NoMo’s review published on Letterboxd:
This review may contain spoilers.
Uh, this write-up will also kinda sorta contain a spoiler for Thelma & Louise, so if you haven't seen that and you care - skip this one!
Earlier this evening, as I was having dinner and wrapping up some to-do list items on my laptop, I casually caught the tail end of Thelma & Louise on Pluto TV, and found myself overly analyzing its ending. Asking myself how much of it should be taken literally, and how much (if any) metaphorically. So just imagine my absolute jaw-drop surprise and wonder when I randomly picked this one tonight and it wrapped up the way it did. Like, whaaa? Once again, just a perfect pick at the right time. ✨
It's safe to say I need to revisit this at least a few more times to definitively decide whether I just really like/admire it, or outright love it. Right now, I'm pretty sure it's more of former, but at the same time, I'm also pretty damn sure I haven't seen any other Christmas movie to date that so perfectly highlights just how strange/bizarre and perverse this holiday can be - and how absolutely deranged and psychotic seemingly "normal" adults can get about it. And yes in case there was any doubt - I'm referring more to Philip, than to Harry, ha!

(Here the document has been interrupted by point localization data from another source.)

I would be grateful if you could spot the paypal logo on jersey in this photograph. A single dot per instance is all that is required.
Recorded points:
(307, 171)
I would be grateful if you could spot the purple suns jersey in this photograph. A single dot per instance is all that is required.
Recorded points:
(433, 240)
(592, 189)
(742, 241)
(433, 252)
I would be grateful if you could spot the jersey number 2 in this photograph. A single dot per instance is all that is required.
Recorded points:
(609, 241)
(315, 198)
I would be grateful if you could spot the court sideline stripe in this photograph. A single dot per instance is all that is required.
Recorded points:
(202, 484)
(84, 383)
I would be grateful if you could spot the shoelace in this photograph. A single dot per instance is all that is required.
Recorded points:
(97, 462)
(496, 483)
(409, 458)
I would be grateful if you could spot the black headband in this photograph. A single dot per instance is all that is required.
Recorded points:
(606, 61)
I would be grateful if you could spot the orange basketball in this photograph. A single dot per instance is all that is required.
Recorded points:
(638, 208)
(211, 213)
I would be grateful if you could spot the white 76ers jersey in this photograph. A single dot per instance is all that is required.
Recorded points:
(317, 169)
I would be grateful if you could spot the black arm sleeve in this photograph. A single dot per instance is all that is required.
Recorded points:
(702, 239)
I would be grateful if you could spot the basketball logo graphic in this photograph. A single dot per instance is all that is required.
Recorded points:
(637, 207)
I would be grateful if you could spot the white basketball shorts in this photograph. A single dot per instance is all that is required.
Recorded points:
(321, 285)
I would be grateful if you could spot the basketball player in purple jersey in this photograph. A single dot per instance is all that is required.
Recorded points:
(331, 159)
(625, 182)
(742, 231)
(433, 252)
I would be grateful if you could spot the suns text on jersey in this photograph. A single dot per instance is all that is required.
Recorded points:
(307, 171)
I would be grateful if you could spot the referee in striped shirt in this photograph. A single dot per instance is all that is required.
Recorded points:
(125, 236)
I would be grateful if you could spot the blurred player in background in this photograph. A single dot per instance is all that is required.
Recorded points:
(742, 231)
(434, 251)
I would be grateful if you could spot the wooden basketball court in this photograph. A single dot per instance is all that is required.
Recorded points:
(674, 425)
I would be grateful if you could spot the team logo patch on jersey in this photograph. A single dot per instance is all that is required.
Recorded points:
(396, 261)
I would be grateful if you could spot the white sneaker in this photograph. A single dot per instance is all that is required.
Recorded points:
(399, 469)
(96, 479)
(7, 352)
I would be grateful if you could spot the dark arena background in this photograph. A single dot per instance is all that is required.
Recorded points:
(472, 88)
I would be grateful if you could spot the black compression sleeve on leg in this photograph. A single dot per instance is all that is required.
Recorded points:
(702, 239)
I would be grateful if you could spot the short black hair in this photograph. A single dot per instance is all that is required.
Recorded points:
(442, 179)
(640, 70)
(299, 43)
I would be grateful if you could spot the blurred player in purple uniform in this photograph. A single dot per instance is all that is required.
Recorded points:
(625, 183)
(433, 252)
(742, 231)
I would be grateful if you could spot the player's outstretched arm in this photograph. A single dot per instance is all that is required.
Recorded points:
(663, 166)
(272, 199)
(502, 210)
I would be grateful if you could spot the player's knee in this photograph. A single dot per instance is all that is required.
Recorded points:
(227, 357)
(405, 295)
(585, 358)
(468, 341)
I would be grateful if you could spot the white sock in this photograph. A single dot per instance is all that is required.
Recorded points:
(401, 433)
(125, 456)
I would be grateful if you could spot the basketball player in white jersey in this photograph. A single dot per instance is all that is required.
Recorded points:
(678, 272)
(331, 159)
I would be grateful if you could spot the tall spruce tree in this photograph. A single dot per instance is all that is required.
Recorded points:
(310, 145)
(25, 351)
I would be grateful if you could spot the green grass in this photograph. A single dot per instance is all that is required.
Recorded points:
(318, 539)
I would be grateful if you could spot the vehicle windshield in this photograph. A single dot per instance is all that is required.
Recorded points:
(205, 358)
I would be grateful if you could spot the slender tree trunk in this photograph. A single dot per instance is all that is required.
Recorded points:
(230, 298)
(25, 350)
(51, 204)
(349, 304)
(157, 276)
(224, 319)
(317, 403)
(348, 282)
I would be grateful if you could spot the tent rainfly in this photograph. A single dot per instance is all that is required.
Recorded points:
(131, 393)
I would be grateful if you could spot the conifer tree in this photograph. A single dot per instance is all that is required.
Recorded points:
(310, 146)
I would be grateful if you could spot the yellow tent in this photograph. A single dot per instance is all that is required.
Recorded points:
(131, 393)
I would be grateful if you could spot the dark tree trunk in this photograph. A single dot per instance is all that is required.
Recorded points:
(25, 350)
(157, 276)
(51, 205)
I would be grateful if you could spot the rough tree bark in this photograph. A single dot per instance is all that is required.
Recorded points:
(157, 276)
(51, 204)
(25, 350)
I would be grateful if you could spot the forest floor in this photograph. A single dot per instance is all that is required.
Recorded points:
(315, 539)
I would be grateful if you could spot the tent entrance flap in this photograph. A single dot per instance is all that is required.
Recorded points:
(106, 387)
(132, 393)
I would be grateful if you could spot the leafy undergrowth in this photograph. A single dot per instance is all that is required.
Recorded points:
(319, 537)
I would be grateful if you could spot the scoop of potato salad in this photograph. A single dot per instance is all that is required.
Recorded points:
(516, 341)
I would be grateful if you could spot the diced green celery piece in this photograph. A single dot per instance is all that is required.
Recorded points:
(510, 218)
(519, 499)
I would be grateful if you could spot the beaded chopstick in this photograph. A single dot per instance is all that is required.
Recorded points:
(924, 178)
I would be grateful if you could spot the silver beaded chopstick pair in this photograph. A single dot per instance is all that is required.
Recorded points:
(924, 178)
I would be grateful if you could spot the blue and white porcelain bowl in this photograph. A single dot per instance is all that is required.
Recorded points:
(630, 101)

The single, lonely, angry man who is just one bad day away from completely cracking/spiraling is nothing new in storytelling/cinema. But taking that premise and melding it with a very festive (and yes, quite fun!) Christmas movie, plus adding plenty of humor to it is a sort of genius. Brandon Maggart's performance is so committed, so painfully good - it works on nearly every level. There are many scenes, one in particular near the beginning, shortly after Harry discovers what his coworker did, that simply should not work without coming off as intensely goofy/silly - but it completely does. This is the magic a talented actor creates. And special, unique films such as this know the value of capturing that magic.
Wow, for a year during which my brain/soul have been the most broken in a long while, compounded by an all-time low in movie viewing...to suddenly break out of decision/selection paralysis, be able to focus, and fall into a watching groove during the second to last week of the year is the best (inadvertent) Christmas gift to myself. I'm so grateful for it. Crossing all fingers I can and will keep it up.
Edit: P.S. Just learned from a review on here that Brandon Maggart is Fiona Apple's father, and...omg, mind blown!